Stunning Cloud Noctilucent Phenomenon Illuminates the Summer Night Sky

Formerly rare, but now increasingly common, noctilucent or “bright at night,” clouds form in the upper part of Earth’s atmosphere, tens of kilometers above climate clouds, in mid-latitude locations.

As the lower atmosphere warms up during the summer months, air circulates upward where it expands and cools in the Mesosphere, about 80 kilometers (50 miles) above sea level. If there is enough water vapor in these cold conditions, it will freeze around specks of meteoric dust, producing wispy clouds and swirling. Although it is too thin to be seen during the day, as the Sun dips below the horizon, its light continues to reflect off high-altitude clouds, illuminating phenomena against the dark sky.

In late June, astrophotographer Ollie Taylor captured the phenomenon of summer in a 12th-century church in Dorset, on the south coast of the United Kingdom, between 2 am and 2.50 am, local time, in the photo above. “It was an excellent night of filming, arriving at the scene at night already greeted by noctilucent clouds better than I had ever seen in southern England before,” Taylor said in a statement. “Electric blue complements the misty landscape and the mysterious structure.”

Night clouds as seen in Central Russia. PhotoChur / Shutterstock

The bright night clouds were first observed by humans in 1885, two years after the Krakatoa volcano in Indonesia released large amounts of water vapor into the atmosphere (a key ingredient necessary for cloud formation). During the following years, clouds were only seen from a particular location every few decades, but soon became a more regular feature of summer nights.

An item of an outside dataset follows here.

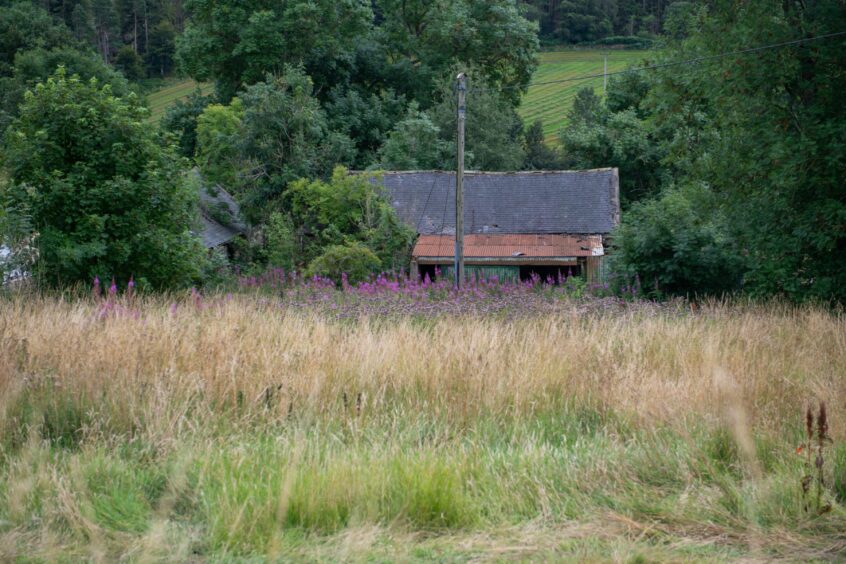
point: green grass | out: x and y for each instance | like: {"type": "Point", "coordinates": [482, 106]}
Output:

A 2018 study, published by the American Geophysical Union, concluded that the increased visibility of noctilucent clouds was due to humanity’s impact on the climate. The extraction and burning of fossil fuels has released greenhouse gases into the atmosphere, including methane, which at high altitude produces water vapor. Since 1871, the report found that there was a 40 percent increase in water vapor 80 kilometers (50 miles) above mid-north latitude, which means there is now a good chance of seeing the clouds multiple times. each summer.

From ground to space, humans have captured the wonder that shines at night in some truly stunning images. Even astronauts have seen the feathery patches during their stay on the International Space Station.

ESA astronaut Luca Parmitano took this photo from the International Space Station. ESA / NASA

Because the conditions for noctilucent cloud formation are so specific that it is difficult to predict more than a few hours in advance, but enthusiastic observers try to share any warnings on the web. If you can’t see them in person, fortunately the images alone are enough to calm your soul.